HAK-PAR dogru bir strateji izledi.
Seçimler görece serbest propaganda imkanlarinin olustugu süreçlerdir. Kitlelerde politik duyarlilik yüksektir. Her parti veya her siyasi aktörün görüslerini, projelerini halka tasiyabildigi zamanlaridir.
HAK-PAR da görüslerini, politikalarini yüz binlerce bildiri dagitarak, sesli propaganda araçlarini kullanarak, ev ev, köy köy dolasarak halka ulastirmaya çabaladi. Yanlislari teshir etti. Halkimiza kurulan tuzaklara karsi uyari görevini yerine getirdi. Özcesi legal bir parti olarak görevini yapti.
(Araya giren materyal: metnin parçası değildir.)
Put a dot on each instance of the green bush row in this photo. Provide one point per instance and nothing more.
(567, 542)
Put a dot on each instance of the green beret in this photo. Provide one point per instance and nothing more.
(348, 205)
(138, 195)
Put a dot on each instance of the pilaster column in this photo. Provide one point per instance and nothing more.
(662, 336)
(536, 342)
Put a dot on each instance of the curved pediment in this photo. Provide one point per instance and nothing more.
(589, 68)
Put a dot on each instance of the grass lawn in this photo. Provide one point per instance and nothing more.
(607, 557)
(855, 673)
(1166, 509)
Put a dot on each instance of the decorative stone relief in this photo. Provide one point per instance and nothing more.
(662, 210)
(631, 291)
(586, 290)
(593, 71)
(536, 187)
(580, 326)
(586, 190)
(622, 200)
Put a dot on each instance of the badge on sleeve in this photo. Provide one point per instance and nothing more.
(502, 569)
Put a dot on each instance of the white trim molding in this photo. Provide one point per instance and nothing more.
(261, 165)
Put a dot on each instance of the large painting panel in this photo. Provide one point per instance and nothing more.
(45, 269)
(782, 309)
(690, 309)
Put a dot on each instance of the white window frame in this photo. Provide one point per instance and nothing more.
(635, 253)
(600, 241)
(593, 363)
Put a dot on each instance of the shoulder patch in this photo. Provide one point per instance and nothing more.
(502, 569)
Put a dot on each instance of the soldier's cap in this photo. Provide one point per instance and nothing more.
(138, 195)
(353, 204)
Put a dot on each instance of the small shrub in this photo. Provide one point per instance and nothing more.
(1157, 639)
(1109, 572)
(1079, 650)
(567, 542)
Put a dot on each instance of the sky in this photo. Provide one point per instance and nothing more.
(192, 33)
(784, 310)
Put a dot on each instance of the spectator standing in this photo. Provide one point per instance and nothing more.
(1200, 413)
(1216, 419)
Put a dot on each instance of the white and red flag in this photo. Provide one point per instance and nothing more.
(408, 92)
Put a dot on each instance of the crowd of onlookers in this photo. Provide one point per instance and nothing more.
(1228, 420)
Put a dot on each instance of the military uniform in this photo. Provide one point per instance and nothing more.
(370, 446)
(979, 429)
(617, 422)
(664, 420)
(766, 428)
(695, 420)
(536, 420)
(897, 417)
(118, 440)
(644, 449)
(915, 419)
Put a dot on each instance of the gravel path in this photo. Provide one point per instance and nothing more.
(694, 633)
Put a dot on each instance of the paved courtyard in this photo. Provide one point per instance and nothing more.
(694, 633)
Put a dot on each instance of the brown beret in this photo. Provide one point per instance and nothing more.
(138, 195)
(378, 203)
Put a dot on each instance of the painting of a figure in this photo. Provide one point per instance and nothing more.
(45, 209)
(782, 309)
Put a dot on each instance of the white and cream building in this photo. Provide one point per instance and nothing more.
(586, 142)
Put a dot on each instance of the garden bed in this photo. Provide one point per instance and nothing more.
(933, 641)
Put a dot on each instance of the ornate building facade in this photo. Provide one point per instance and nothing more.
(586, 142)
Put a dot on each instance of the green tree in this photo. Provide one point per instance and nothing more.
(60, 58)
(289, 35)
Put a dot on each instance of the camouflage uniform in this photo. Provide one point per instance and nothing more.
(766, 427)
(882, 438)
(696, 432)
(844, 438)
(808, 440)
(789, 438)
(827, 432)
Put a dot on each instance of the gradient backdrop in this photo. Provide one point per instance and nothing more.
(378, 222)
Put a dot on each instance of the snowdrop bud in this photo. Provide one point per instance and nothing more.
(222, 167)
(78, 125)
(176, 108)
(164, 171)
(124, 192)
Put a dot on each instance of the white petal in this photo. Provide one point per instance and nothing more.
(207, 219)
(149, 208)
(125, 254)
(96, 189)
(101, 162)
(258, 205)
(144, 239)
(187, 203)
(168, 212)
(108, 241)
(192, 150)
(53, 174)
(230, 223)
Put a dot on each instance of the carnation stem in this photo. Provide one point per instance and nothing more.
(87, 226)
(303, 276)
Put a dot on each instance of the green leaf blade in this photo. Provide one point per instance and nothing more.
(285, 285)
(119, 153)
HAK-PAR iddiali bir partidir. Seçimlere katilmasi hukuk disi yollarla engellendi diye kenara çekilip gelismeleri seyretmek yerine, veya Kürt halkina büyük zararlar veren kesimleri yeniden umut haline dönüstürmeye neden olacak vekil pazarliklarina girip, seçenek olmaktan çikmak yerine bagimsiz adaylarla, az oy alinacagini bilebile sahaya indi. Bütün bunlari mali olanaklarini da gözeterek 5 ilde bagimsiz adaylar çikararak gerçeklestirdi.
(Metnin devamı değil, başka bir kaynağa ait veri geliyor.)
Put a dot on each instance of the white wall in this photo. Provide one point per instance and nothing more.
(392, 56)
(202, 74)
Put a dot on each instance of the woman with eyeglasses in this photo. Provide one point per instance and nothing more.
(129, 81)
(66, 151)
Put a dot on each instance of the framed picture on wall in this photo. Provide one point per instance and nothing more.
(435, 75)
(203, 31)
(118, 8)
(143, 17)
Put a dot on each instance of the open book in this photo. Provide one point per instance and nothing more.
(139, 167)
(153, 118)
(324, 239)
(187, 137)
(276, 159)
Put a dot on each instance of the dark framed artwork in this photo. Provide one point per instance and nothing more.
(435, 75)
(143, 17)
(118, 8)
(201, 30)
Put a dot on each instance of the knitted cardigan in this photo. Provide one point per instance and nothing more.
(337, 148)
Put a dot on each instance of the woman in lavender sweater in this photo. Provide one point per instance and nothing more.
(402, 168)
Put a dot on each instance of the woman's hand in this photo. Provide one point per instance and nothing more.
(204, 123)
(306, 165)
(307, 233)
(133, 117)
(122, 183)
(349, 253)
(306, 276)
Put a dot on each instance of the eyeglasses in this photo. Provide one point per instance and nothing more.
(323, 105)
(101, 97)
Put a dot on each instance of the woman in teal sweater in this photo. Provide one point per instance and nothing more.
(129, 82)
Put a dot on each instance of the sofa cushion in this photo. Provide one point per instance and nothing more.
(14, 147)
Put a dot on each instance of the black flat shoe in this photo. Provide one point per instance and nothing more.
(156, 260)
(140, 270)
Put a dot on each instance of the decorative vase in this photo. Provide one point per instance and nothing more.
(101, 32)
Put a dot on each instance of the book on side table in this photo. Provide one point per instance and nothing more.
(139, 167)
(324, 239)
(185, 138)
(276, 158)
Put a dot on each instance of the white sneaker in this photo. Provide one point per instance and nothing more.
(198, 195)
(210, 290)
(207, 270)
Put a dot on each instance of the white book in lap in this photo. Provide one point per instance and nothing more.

Kuskusuz bagimsiz adaylarin aldigi oylar tatmin edici degil. Memnun da degiliz Ancak bu durumu hezimet olarak görmek de dogru degil. Oylarini Devlet partilerine veya HDP ye verip, onlari halka adres olarak gösterip bagimsiz Kürt adaylarin neden az oy aldigini sorgulayan kimi kesimlerin art niyetli yaklasimi bir yana, bu sonuçlar üzerinde hem HAK-PAR Parti Meclisi hem de Kürt yurtseverleri ciddiyetle düsünmeli, kili kirk yaran analizler yapmalidirlar.
Neden Kürt seçmen, Kürt karsiti politikalari öne çikararak siyaset yapan partilere yöneldi? MHP ile kol kola giren AKP ye, MHP den ayrilanlarin kurdugu IYI PARTI ile ittifak yapan CHP ye gösterdigi ilgiyi Kürt yurtseverlerinden esirgedi?
Veya ‘Kürt partisi degiliz’ diyerek, çogunlukla Türk adaylar göstererek, Türkiyelilesme siyaseti yürüten, ‘baris’ adina %13 oy alip barikat hendek siyasetine gömülen, bedeli çok agir, karanlik/kötü bir pratik ardindan Kürtlerden oy isteyen HDP’ye destegini sürdürdü? Gerçekten ciddi bir degerlendirme yapmak mutlaka gereklidir.
Hele hele o ve arkasindaki yapinin Güneyin bagimsizlik referandumu sirasinda ve sonrasinda ki tutumuna, Rojava’daki ittifaklarina, Kürt yurtseverlerine yönelik akil disi uygulamalarina ragmen
Birkaç tespit yaparak devam edelim;
Devletin Kürtlerin ‘kendileri olarak’ siyaset yapmalarini engelleyen, Anayasal, yasal, fiili engelleri, mali sikintilari çok dillendirdik. Tekrara gerek yok. Ben diger nedenlere dikkat çekmek istiyorum.
Birincisi; samimi Kürt milli damarinin çok zayif oldugunu, sosyal medyada bayrak sallamak, milli kahramanlara övgüler dizmekle, slogan yarisina girmekle sinirli kaldigini görmek gerek.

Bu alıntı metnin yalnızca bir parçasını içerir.